India’s transport story has entered a new gear. Under the PM GatiShakti National Master Plan, 44 ministries and 36 states now plan infrastructure on a single GIS platform, ending the old silo approach and laying the groundwork for “Viksit Bharat 2047.”
Highways are the headline act: the national network has expanded 60 percent—from 91,287 km in 2014 to 146,204 km—and construction speed has tripled to 34 km a day. Within the flagship Bharatmala programme alone, 26,425 km have been awarded and more than 20,000 km are already open to traffic.

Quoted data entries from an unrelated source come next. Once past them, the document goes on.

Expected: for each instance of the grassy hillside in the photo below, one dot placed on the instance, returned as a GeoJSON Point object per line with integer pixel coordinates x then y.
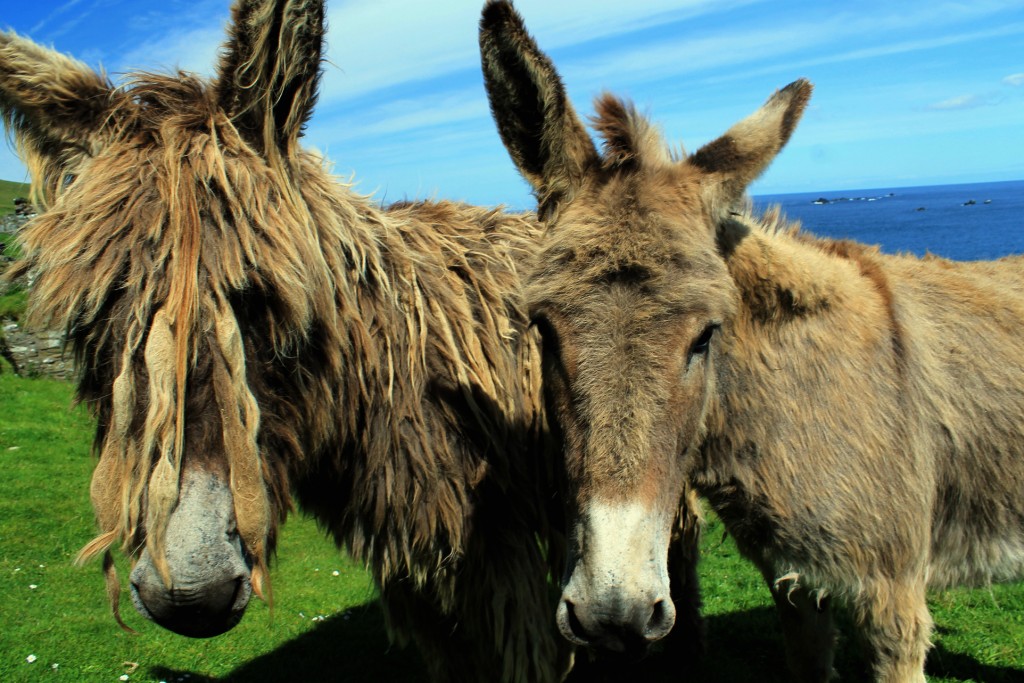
{"type": "Point", "coordinates": [8, 191]}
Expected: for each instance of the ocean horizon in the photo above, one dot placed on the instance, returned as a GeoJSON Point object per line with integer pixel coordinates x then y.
{"type": "Point", "coordinates": [964, 221]}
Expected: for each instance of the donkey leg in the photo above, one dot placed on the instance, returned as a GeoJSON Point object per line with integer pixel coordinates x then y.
{"type": "Point", "coordinates": [688, 637]}
{"type": "Point", "coordinates": [897, 627]}
{"type": "Point", "coordinates": [496, 624]}
{"type": "Point", "coordinates": [808, 629]}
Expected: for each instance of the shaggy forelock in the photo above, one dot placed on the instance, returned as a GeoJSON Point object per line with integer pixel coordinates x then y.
{"type": "Point", "coordinates": [139, 261]}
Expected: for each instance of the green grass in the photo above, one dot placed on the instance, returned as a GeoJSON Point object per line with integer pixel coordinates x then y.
{"type": "Point", "coordinates": [8, 193]}
{"type": "Point", "coordinates": [45, 517]}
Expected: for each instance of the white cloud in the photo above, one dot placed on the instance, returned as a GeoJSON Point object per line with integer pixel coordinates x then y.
{"type": "Point", "coordinates": [378, 45]}
{"type": "Point", "coordinates": [188, 49]}
{"type": "Point", "coordinates": [961, 102]}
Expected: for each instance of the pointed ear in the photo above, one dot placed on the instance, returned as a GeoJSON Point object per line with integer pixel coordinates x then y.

Rail modernisation is close behind. Over 45,000 route-km are now electrified, cutting fuel costs and emissions, while the indigenously developed Kavach automatic-train-protection system is boosting safety on busy corridors.
Air travel has become markedly more democratic. The UDAN regional-connectivity scheme has made 88 airports operational and flown 1.51 crore passengers; Digi Yatra’s facial-recognition gates already speed journeys at 24 hubs. On the coast, port capacity has doubled to 2,762 MMTPA, vessel turnaround time has dropped from 93 to 49 hours, and inland-waterways cargo has risen 710 percent to 146 MMT. Green-hydrogen hubs at three major ports herald the next sustainability leap.
Together, these multimodal gains are shrinking logistics costs, knitting markets, and setting India on course for faster—and cleaner—economic growth.